This year’s Economist Intelligence Unit (EIU)’s report “ Advanced technologies will revolutionize digital banking”, highlights the role of new technologies in driving the digital transformation in banking. It can help them gain a competitive advantage, as they face the growth of Fintech companies.
The impact of new digital banking technologies
Many experts believe that new digital banking technologies will continue to push them to thrive. 84% of respondents agree that DevOps will drive transformation in core banking, while 81% of banking executives believe a multi-cloud strategy will become a regulatory pre-requisite.
Cloud, microservices, DevOps and APIs technologies are all about allowing agility and flexibility in driving new business models quickly and cost-effectively while ensuring the security of a regulated industry like banking.
So, the challenge for regulators today is not just effective risk and compliance but governing the adoption of these new technologies. Besides, make sure that the consumer’s rights are protected.
Blockchain Technology: A Difficult But Important Transition
In 2020, the banking industry is continuing to embrace the potential of Blockchain technology
While we listed blockchain as a highlight of digital banking technology to watch in 2019, the banking industry was slower than expected to embrace the potential.
In this year, more blockchain tests are occurring in retail and corporate banking because it has the ability to improve trust, provide transparency and potentially lower costs, reduce transaction times and improve cash flow.
The initial forays into blockchain will most likely be centered on remittances, KYC/ID fraud prevention, and risk scoring. But, success to the use of blockchain, financial institutions will need to trust between different organizations, with collaboration and the sharing of data. This has been a stumbling block for many organizations.
From Public and Private Cloud to Distributed Cloud
Banks and credit unions began to rely on cloud computing to handle increasing loads of data. Formerly a technology trend to watch, cloud computing has become mainstream, with major players AWS (Amazon Web Services), Microsoft Azure and Google Cloud dominating the market.

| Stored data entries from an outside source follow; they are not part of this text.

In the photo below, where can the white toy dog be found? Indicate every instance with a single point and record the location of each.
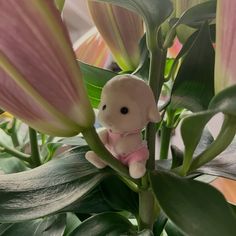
(127, 105)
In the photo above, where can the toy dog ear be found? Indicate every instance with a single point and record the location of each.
(153, 114)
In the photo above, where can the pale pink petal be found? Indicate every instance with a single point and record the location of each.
(36, 43)
(92, 49)
(122, 31)
(225, 69)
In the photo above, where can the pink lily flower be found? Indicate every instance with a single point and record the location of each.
(225, 69)
(40, 81)
(92, 49)
(121, 29)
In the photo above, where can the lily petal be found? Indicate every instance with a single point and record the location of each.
(92, 49)
(122, 31)
(225, 69)
(40, 81)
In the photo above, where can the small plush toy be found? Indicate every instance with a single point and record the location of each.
(127, 105)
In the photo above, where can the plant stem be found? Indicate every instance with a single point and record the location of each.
(98, 147)
(35, 156)
(222, 141)
(148, 208)
(156, 78)
(14, 136)
(22, 156)
(165, 140)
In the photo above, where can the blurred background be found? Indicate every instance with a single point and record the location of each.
(78, 21)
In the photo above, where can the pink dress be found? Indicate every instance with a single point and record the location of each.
(139, 154)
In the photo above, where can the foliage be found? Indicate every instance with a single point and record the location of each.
(47, 187)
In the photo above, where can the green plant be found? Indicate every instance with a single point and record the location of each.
(43, 85)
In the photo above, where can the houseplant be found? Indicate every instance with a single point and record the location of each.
(43, 85)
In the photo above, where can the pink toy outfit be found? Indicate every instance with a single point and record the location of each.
(139, 154)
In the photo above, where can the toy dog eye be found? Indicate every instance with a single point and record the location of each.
(124, 110)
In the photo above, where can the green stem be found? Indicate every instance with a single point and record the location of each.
(222, 141)
(165, 141)
(146, 210)
(35, 156)
(14, 136)
(148, 207)
(156, 78)
(98, 147)
(22, 156)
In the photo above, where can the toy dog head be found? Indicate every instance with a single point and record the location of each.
(127, 104)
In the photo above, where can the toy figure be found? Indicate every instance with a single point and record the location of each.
(127, 105)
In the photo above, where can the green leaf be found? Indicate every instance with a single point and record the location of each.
(194, 85)
(72, 222)
(223, 165)
(10, 164)
(142, 70)
(90, 203)
(191, 132)
(5, 139)
(112, 224)
(194, 17)
(53, 226)
(145, 232)
(153, 12)
(95, 78)
(172, 230)
(196, 208)
(51, 188)
(119, 196)
(225, 101)
(198, 14)
(159, 224)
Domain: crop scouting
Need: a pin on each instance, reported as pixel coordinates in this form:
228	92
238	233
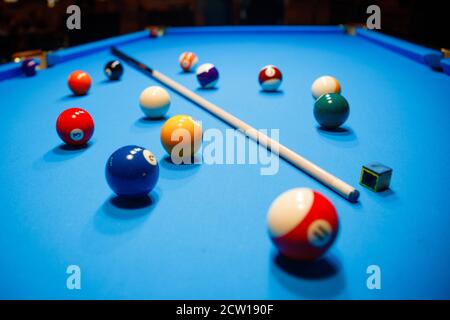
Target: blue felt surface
418	53
204	234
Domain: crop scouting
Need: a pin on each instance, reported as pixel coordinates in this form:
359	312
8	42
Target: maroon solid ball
75	126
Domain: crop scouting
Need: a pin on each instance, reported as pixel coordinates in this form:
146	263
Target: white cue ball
154	102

The adoption of cloud computing is still growing, as more financial institutions migrate to a cloud solution. But it’s no longer the emerging technology. By 2022, 75% of enterprise data will be applied and processed outside the centralized data center or cloud, according to Gartner.
Compared to a public cloud, that is owned and operated by a third-party cloud service provider, a distributed cloud provides public cloud services to external locations, with the original provider still being responsible for cloud service architecture, delivery, operations and updates.

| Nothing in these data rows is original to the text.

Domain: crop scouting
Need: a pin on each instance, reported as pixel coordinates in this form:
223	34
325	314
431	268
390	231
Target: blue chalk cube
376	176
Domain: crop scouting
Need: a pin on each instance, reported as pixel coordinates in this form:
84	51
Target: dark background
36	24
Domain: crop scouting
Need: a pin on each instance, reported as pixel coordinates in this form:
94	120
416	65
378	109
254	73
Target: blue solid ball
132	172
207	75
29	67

This provides financial institutions greater flexibility, more deployment options, and better optimization for infrastructure, security and compliance. It also reduces the risk of network-related outages.
Artificial intelligence – Digital banking technology is changing the play
Digital banking hopes AI technology will explode this year
Most ways in which banking and financial institutions competed in the past have pricing, location to services offered are almost all the same and through the same channels at the same cost. Today, the primary competitive differentiator is the experience delivered to the consumer. It makes any brand’s overall growth.

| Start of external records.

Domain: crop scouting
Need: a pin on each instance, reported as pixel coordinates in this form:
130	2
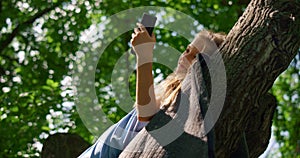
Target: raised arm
143	45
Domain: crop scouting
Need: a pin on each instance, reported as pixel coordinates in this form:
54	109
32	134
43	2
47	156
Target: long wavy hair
172	84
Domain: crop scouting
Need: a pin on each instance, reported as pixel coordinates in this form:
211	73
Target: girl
148	100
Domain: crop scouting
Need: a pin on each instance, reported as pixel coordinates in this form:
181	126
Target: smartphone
149	22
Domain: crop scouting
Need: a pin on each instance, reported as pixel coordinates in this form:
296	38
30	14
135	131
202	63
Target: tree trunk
259	47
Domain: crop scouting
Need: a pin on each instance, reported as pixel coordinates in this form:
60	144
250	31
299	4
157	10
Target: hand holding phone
149	22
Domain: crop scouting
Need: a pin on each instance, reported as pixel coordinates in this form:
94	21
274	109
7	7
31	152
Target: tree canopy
40	42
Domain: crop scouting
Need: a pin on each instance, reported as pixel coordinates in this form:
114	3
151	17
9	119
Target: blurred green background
39	43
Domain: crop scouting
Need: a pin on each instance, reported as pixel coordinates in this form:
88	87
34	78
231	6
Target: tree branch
259	47
23	25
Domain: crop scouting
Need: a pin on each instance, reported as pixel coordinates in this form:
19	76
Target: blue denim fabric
116	138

Artificial intelligence (AI) and advanced analytics can be deployed to deliver a seamless and intelligent customer experience at any point in the customer journey, resulting in greater satisfaction, increased relationship value and competitive differentiation in an increasingly crowded marketplace. So, building AI platforms is already the top technology investment area for banks, immediately after cybersecurity.
Another area deploys AI that limits customer fraud. For example, banks that send an alert notification in real-time to check with the user when a transaction looks suspicious. Which can prevent suspicious transactions, a lot of hassle and inconvenience for their customers.
Digital transformation accelerated
With the Covid-19 pandemic, we can see the importance of digital transformation in banking. At present, digitization is a feature at the top of banks’ list of strategic priorities. Even more dramatic is the finding that nearly 60% believe that the traditional branch-based banking model will be dead by 2025, compared to 44% last year and 75% believe cash will represent less than 5% of all transactions globally compared to 48% last year.
COVID-19 has woken up banks to the realization that they have no option but to beef up their digital capabilities. They now need to handle many more interactions and transactions, ensure even complex customer journeys can be handled completely digitally across all product lines and services, even those that currently may be offered only in the branches.